Which country has had the best response to the coronavirus?

I pick the United Kingdom, even though their public health response has been generally poor.  Why? Their researchers have discovered the single-best mortality-reducing treatment, namely dexamethasone (the cheap steroid), and the Oxford vaccine is arguably the furthest along.  In a world where ideas are global public goods, research matters more than the quality of your testing regime!

And the very recent results on interferon beta — still unconfirmed I should add — come from…the UK.

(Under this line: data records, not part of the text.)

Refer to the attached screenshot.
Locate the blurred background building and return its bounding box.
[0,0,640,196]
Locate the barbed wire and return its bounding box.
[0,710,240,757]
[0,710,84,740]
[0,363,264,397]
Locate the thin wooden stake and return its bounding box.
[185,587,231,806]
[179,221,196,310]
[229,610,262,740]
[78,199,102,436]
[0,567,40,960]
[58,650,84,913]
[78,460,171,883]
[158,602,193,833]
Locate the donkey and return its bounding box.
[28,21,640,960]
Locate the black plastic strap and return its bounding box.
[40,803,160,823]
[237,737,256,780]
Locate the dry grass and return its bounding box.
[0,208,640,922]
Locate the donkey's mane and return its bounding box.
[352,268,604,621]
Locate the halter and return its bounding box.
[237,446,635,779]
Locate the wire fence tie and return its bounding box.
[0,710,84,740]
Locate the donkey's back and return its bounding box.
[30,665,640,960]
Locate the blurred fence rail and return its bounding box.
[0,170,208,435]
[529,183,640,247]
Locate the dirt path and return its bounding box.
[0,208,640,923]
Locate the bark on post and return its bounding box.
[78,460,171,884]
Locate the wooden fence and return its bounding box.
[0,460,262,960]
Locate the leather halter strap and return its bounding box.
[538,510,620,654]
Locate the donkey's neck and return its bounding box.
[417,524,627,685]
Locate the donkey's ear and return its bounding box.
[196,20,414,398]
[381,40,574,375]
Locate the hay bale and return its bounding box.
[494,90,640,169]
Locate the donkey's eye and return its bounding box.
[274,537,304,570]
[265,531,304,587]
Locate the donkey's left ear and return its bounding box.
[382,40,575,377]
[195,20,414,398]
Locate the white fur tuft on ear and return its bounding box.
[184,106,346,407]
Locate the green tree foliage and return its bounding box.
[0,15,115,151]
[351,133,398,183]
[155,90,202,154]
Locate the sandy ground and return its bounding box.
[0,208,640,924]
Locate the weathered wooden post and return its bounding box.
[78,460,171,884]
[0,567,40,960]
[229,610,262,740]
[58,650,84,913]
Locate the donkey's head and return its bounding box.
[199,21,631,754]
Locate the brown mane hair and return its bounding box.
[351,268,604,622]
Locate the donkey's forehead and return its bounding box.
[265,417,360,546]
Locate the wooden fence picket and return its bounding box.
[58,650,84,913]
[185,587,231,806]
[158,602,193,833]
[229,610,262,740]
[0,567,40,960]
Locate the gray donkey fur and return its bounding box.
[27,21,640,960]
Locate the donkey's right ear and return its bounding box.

At the very least, the UK is a clear first in per capita terms.  Here are the closing two paragraphs:

It is fine and even correct to lecture the British (and the Americans) for their poorly conceived messaging and public health measures. But it is interesting how few people lecture the Australians or the South Koreans for not having a better biomedical research establishment. It is yet another sign of how societies tend to undervalue innovation — which makes the U.K.’s contribution all the more important.

Critics of Brexit like to say that it will leave the U.K. as a small country of minor import. Maybe so. In the meantime, the Brits are on track to save the world.

Here is my full Bloomberg column on that topic.  And if you wish to go a wee bit Straussian on this one, isn’t it better if the poor performers on public health measures — if there are going to be some — are (sometimes) the countries with the best and most dynamic biomedical establishments?  Otherwise all the panic and resultant scurry amounts to nothing.  When Mexico has a poor public health response to Covid-19, the world doesn’t get that much back in return.  In this regard, I suspect that biomedical innovation in the United States is more sensitive to internal poor performance on Covid-19 than is the case for Oxford.